OT-Trying to make sense of Life & Death

Gail M.
on 7/20/08 12:44 am - Scranton, PA
  This was a beautiful poem that was written by a sister of a 23yr old boy who died suddenly.  It is so beautiful I have to reprint it to everyone who has question on the overall picture.

Always Exist
In just an instant it happened so fast
What was the present quickly became the past
 
Unsure what to think, unreal to believe
Something that seems too hard to perceive

Is it possible to understand he's no longer here?
Wishing again and again he would just reappear

Surrounded by people, feeling so alone
Heart beating rapid with chills to the bone

Family and friends come with a hug and a kiss
The never ending memories, trying to reminisce

They say "Hang in there", "Stay tough", and "Be strong"
But it feels like you get weaker as time moves along

Every second, every minute, every hour of every day
Seems like the pain will never go away

Swollen eyes and a pounding head
Remind me of the last words my brother said

Trying to hold on, no one said it would be this hard
Pushing people away, and pulling up my guard

So sad, angry, unhappy and frustrated
Emotions take over, feeling sedated

All senses are weakened and my body feels numb
Slowling I'm learning, and the stronger I become

We're all here for a reason to affect a life before we die
We're all here for a reason before we say goodbye


A family member, a friend, a loved one may be gone
But it's our life, our hearts they forever touched upon

Things are going to be different; they'll never be the same
But there is no reason to hide and absolutely no one to blame

Although you're no longer here, you will be truly missed
I can promise you for eternity that in our hearts you'll always exist.


 
 

Pam Hart
on 7/20/08 1:35 am - Easton, PA
Wow
Instead of complaining that the rosebush has thorns, be happy that the thorn bush has roses.
kimmiep621
on 7/20/08 1:41 am
that was really good, man i still miss my dad so much, sounds like how i feel most of the time

327/307/192 (-135 lbs)
consult/day of surgery/current 
84330 
 
ktreavis
on 7/20/08 2:25 am - PA
Thanks Gail, As most of you know My brother passed away in January and we were really close, every time I try on a new size and fit into it, I hear his voice, I really miss him. My dad too passed away when I was 19 and I still miss him terribly. Some deep time to reflect today.   - Katie

   
 
Progress not perfection

 

 


 

Shan08
on 7/20/08 4:26 am - the Skook, PA
Happy to be in
Onederland

on 7/20/08 9:23 am
I haven't gotten to the point yet where people's words effect me like that.  I know its coming but not yet.  I still can't believe she didn't say goodbye.  How could she leave me in limbo like this?  I can hear her walking thru the house calling me, but thats it.  Anyone know how to channel messages.

Some days your the dog and some days your the hydrant.

Pam Hart
on 7/20/08 10:37 am - Easton, PA
No I don't.  I actually just saw a gentleman on "The View" (which by the way I can't stand watching but fell asleep on the couch one morning and woke up to it and I love all that kind of stuff, so I watched that segment)  He was saying there were classes to take to be able to help "get in touch" with those things for "gifted" people but A) it takes years and B) you can't pick and choose who comes through to you and when so it's almost a blessed curse at times.
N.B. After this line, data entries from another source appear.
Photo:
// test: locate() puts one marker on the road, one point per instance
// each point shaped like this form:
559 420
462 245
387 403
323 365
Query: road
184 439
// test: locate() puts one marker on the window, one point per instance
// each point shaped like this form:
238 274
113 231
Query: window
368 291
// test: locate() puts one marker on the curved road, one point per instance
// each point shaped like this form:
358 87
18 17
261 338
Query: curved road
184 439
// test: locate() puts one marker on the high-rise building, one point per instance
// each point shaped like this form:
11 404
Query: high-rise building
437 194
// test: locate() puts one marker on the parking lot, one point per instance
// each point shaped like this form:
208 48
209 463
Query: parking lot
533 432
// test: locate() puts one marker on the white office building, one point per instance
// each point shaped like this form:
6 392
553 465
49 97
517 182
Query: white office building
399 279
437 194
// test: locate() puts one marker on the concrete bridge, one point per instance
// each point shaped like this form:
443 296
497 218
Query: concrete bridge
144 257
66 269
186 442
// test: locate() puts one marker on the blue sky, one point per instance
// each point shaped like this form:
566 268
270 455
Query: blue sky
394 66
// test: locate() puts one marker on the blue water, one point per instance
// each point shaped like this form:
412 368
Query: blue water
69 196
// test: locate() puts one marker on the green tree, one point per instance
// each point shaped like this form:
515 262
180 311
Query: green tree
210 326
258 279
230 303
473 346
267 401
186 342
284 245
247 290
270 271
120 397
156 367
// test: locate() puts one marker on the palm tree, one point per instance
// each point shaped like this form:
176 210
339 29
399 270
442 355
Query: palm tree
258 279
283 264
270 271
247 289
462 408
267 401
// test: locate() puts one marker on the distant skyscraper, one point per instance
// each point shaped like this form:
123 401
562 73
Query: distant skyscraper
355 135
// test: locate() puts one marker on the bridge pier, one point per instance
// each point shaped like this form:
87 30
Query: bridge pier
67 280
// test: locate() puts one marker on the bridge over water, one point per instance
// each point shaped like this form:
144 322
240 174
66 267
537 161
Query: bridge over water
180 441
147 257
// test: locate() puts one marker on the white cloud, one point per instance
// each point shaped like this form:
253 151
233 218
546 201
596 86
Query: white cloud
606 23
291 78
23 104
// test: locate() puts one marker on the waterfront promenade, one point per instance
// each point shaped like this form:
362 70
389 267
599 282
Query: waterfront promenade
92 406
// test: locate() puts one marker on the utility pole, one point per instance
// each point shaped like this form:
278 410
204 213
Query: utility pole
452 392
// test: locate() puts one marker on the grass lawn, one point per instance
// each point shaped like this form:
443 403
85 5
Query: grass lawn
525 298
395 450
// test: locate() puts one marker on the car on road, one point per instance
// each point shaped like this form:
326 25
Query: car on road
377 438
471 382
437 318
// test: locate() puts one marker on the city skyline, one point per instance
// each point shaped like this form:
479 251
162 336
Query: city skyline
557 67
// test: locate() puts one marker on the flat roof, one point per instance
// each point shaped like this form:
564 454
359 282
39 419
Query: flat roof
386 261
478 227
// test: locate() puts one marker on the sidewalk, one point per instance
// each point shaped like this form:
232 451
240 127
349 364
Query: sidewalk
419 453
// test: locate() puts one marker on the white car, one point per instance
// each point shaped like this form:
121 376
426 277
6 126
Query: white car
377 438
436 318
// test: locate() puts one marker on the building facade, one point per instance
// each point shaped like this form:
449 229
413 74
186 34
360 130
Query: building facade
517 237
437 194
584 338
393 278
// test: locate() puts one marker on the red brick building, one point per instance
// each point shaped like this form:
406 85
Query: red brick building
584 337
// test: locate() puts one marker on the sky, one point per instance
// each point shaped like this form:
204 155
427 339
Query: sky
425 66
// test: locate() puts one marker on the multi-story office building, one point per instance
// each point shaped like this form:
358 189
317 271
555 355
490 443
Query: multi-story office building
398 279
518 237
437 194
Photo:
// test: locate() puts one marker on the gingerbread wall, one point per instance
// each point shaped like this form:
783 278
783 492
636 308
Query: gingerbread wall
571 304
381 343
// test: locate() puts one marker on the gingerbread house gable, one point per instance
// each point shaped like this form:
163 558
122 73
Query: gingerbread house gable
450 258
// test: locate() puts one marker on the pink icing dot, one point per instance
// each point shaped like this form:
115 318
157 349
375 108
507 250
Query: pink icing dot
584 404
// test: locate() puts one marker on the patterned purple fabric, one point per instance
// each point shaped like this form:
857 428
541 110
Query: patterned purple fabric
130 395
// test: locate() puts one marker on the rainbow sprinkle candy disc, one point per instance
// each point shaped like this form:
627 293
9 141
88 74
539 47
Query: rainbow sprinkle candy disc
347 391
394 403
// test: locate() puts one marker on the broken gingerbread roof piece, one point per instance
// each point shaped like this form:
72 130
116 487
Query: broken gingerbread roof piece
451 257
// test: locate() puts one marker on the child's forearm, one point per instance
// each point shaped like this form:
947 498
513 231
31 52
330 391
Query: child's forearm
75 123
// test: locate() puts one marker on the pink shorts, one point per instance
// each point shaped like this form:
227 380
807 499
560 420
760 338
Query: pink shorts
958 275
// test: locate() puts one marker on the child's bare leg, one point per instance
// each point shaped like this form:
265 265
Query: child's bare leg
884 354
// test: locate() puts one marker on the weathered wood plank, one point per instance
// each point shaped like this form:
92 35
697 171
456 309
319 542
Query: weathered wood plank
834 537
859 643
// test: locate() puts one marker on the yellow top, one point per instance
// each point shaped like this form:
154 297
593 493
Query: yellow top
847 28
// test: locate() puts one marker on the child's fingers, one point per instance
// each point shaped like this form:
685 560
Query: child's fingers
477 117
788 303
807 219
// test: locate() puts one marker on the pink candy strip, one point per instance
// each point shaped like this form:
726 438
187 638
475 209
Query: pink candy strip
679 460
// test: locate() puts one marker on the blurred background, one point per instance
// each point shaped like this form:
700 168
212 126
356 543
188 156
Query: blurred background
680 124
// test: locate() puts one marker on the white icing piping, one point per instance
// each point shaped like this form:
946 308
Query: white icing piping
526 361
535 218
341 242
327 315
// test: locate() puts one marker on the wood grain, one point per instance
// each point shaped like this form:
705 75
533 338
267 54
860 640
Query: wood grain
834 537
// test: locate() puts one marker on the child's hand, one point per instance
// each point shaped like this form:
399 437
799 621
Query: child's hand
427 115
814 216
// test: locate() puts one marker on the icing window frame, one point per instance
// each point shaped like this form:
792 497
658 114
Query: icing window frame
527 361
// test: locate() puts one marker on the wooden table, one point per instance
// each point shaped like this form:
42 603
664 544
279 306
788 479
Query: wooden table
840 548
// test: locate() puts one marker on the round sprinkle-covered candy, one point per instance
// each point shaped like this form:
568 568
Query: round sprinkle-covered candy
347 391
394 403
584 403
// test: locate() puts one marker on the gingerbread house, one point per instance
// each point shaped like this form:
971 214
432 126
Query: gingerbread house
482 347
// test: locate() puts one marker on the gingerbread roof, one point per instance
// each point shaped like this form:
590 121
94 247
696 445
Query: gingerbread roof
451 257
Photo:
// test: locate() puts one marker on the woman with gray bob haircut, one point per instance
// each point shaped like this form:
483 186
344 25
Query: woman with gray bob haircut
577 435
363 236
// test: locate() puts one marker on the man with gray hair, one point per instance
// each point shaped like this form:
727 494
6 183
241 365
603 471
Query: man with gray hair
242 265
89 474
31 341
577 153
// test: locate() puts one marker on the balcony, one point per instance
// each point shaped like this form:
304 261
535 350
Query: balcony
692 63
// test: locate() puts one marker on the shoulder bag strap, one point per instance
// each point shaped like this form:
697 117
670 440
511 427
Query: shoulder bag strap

Considering it's your daughter - and I might be totally off base here - but I believe when SHE is ready and she knows YOU are ready messages will come through in some way. 

This might sound cruel and please don't take it that way.....try not listening.  It's when we're not paying attention that things happen.  Kind of like when a word is on the tip of your tongue but you can't get it out and then you wake up at 2am with it out of no where.

Pam
Instead of complaining that the rosebush has thorns, be happy that the thorn bush has roses.
Patricia R.
on 7/20/08 9:54 am - Perry, MI
Very powerful stuff.

I have lost both of my brothers since my surgery in 2006.  They were not as young as this one, but too young to die, suddenly without warning.  I miss them both terribly, and wish I could have them back each and every day. 

My family has learned to be more loving and closer as a result of the first loss.  We tell each other "I love you."  We help each other and visit each other more and more. 

I have to believe that God knows what He is doing, though I wish He had other plans for my family than this.

Hugs,
Trish
Seek always to do some good, somewhere. Every man has to seek in his own way to realize his true worth. You must give some time to your fellow man. For remember, you don't live in a world all your own. Your brothers are here too.